Owen Jones does note a nervous underside to this middle-class triumph. Could Middle England's assurance that it's unchallenged merely be whistling in the dark? Does Shelly's "Ye are many -- they are few" still have relevance? Observers of the reaction to the social unrest across the UK of August 2011 will certainly agree with Stephen Pound who is quoted on page 131:
I genuinely think that there are people out there in the middle classes, in the church and the judiciary and politics and the media, who actually fear the idea of this great, gold bling-dripping, lumpenproletariat that might one day kick their front door in and eat their au pair.
Owen Jones has much that's important to say. The working class still exists, and massively, though altered, despite the attempt to portray it as an antisocial rump on twenty-first century neoliberal society.

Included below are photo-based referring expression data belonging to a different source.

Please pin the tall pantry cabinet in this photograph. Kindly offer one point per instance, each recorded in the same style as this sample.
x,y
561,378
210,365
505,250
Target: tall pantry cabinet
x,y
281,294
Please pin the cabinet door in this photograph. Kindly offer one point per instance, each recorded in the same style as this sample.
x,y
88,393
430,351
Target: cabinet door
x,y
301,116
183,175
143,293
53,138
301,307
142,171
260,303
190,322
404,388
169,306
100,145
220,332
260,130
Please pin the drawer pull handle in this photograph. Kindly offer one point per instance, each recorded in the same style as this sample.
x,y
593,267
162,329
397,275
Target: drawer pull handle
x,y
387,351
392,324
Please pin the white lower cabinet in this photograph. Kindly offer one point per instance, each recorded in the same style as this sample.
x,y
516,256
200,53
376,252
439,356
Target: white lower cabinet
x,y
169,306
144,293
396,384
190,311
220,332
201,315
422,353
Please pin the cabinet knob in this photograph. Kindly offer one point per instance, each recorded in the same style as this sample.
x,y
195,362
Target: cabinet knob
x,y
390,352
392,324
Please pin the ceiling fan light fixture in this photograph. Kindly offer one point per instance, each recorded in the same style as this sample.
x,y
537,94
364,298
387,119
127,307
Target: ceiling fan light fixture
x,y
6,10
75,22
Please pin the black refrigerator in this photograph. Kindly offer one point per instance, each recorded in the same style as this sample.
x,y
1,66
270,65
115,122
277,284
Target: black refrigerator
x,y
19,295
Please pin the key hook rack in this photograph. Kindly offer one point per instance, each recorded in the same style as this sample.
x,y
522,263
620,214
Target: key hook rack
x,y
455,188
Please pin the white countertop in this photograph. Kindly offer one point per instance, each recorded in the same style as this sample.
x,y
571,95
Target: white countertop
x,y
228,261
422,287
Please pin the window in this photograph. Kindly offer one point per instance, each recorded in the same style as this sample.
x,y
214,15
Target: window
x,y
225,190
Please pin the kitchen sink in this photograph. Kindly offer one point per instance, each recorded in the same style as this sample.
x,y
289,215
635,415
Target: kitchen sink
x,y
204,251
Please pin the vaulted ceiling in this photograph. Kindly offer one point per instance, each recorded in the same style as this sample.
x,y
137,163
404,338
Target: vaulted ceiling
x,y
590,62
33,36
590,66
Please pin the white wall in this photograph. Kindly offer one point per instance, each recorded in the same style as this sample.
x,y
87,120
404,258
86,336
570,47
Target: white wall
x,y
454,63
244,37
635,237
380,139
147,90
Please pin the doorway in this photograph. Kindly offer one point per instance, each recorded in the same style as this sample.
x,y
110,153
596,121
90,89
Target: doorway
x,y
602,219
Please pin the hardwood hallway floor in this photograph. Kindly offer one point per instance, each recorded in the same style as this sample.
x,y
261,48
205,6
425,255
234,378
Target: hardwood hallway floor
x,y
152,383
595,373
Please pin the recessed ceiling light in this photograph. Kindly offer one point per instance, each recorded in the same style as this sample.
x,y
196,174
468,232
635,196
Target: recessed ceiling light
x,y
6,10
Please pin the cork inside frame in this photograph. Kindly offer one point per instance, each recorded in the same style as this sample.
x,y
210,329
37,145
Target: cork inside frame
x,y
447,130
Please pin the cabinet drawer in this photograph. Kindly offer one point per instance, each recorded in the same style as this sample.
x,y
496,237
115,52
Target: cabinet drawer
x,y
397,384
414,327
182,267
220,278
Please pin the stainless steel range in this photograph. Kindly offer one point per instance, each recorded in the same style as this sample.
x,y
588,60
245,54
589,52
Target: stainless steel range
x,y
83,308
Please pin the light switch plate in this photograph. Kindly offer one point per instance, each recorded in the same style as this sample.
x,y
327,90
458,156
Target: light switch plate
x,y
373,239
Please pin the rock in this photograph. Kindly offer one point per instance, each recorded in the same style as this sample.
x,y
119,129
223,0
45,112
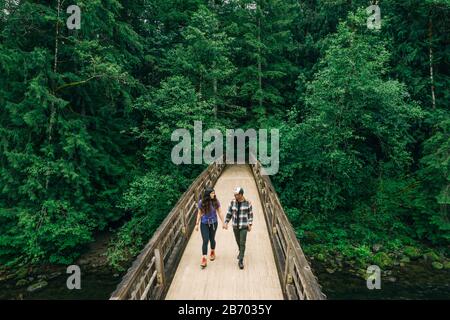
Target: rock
x,y
431,256
21,273
412,252
437,265
392,279
329,270
405,259
382,260
37,286
21,283
320,257
7,277
53,275
376,247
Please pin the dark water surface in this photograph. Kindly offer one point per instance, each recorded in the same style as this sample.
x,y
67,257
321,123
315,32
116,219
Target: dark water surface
x,y
416,281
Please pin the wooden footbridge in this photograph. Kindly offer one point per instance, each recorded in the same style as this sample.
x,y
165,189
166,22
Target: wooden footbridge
x,y
275,266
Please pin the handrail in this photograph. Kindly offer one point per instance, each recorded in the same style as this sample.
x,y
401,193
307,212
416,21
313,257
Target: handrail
x,y
296,277
151,273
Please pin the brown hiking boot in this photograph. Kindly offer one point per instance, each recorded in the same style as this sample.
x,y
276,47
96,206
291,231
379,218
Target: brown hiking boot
x,y
203,263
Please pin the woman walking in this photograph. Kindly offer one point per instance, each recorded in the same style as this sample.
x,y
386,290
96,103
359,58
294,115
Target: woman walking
x,y
208,209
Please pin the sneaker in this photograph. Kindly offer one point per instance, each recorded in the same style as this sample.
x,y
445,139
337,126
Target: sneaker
x,y
203,263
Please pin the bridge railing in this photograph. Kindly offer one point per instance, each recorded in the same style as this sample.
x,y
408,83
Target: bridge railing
x,y
151,273
296,277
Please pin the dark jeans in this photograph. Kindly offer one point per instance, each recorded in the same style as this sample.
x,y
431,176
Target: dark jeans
x,y
241,237
208,234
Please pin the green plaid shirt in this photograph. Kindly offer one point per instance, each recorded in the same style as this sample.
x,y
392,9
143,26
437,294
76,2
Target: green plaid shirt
x,y
245,217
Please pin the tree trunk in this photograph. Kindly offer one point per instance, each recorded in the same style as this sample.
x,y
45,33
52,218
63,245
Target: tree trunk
x,y
52,105
430,39
260,98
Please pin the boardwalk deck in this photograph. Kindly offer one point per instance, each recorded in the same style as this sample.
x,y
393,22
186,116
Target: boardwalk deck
x,y
222,279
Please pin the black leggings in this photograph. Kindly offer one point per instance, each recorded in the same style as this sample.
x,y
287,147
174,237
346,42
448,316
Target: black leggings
x,y
208,235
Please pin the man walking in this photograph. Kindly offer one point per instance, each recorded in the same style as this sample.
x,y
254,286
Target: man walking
x,y
241,211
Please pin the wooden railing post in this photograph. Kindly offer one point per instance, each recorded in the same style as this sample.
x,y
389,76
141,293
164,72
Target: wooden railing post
x,y
289,267
160,267
184,229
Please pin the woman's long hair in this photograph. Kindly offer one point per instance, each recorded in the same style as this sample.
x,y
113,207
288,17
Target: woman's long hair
x,y
207,201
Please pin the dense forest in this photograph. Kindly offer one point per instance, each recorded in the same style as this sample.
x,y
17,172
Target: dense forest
x,y
87,115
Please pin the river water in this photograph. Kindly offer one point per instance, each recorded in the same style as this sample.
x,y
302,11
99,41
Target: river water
x,y
416,281
412,282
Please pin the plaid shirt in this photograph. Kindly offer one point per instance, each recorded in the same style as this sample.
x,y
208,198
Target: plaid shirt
x,y
245,215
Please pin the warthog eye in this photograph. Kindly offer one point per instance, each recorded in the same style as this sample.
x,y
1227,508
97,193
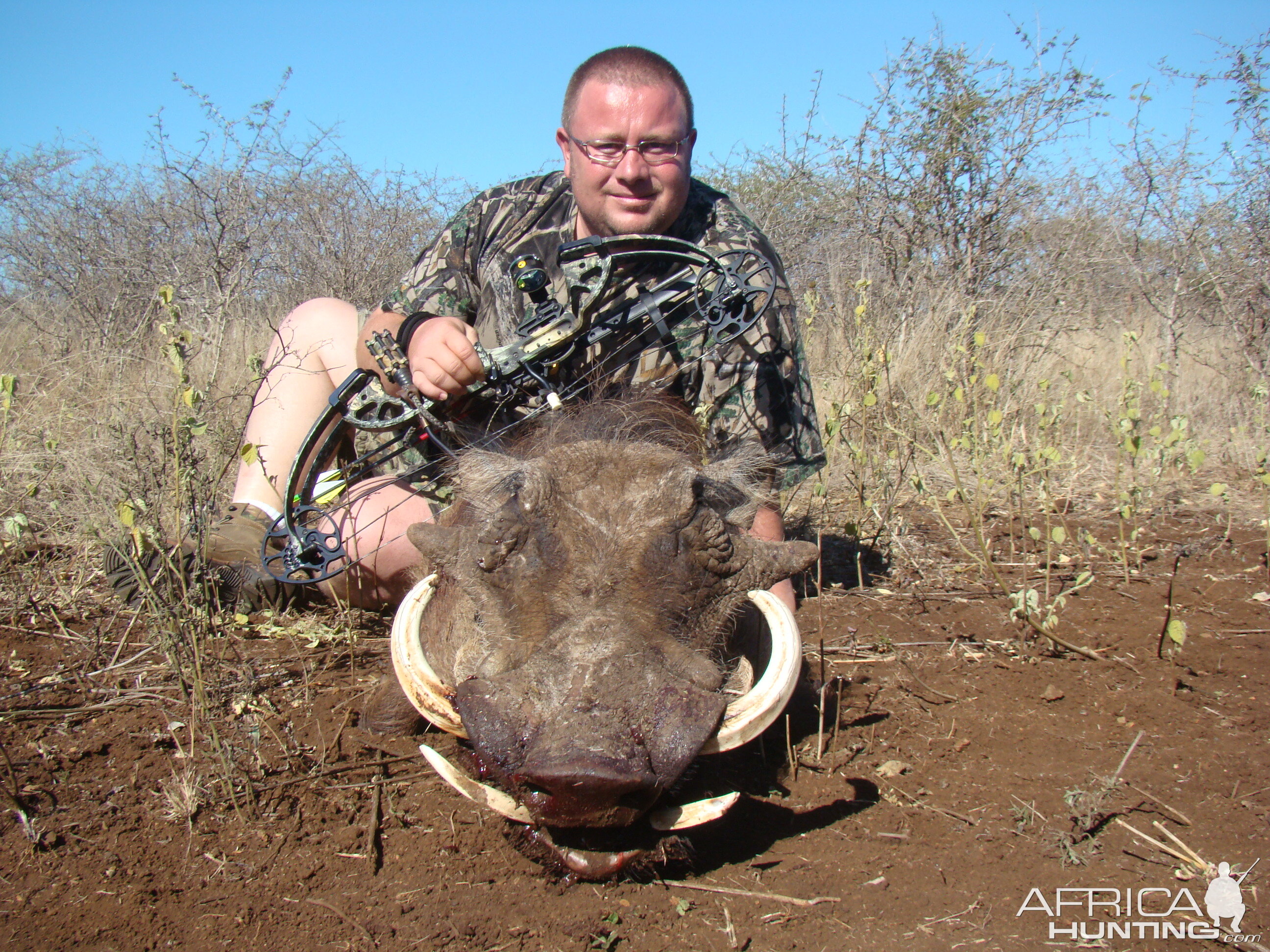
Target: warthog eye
x,y
708,541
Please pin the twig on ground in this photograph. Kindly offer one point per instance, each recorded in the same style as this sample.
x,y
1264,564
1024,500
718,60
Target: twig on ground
x,y
334,770
951,814
775,897
1174,810
356,925
1160,846
1116,777
139,697
1183,551
374,846
1181,846
908,668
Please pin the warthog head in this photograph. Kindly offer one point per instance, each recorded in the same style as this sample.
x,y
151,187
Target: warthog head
x,y
585,586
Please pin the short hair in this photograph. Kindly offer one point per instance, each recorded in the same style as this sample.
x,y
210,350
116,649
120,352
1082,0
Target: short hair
x,y
624,67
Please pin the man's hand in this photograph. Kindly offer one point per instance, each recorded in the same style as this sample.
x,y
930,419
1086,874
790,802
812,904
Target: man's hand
x,y
442,358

But Owen Jones repeats himself. His repetitions don't insert his argument in a rising crescendo. They are simply restatements, often in the same words.
Moreover, one of the strengths of his book can become a weakness. He has spoken to a vast number of people across the UK, from politicians to ordinary folk. He has their remarks on the tip of his tongue, but the way he scatters them in the book often confuses more than it clarifies. His chapters are another problem. Each doesn't lead to the next and at times they seem to be vying with one another. Their overlapping often amounts to reiteration.
Such reservations, however, in no way alter the fact that Owen Jones is a fresh and necessary voice. His clear tones only rarely turn sardonic. He's no firebrand but a cautious researcher who refrains from turning the tables and making demons of the middle class (Page 269):
At its heart, the demonization of the working class is the flagrant triumphalism of the rich who, no longer challenged by those below them, instead point and laugh at them. As this Conservative-led government pushes ahead with a program of cuts that makes the working class pay for the crimes of the elite, they have much to laugh at.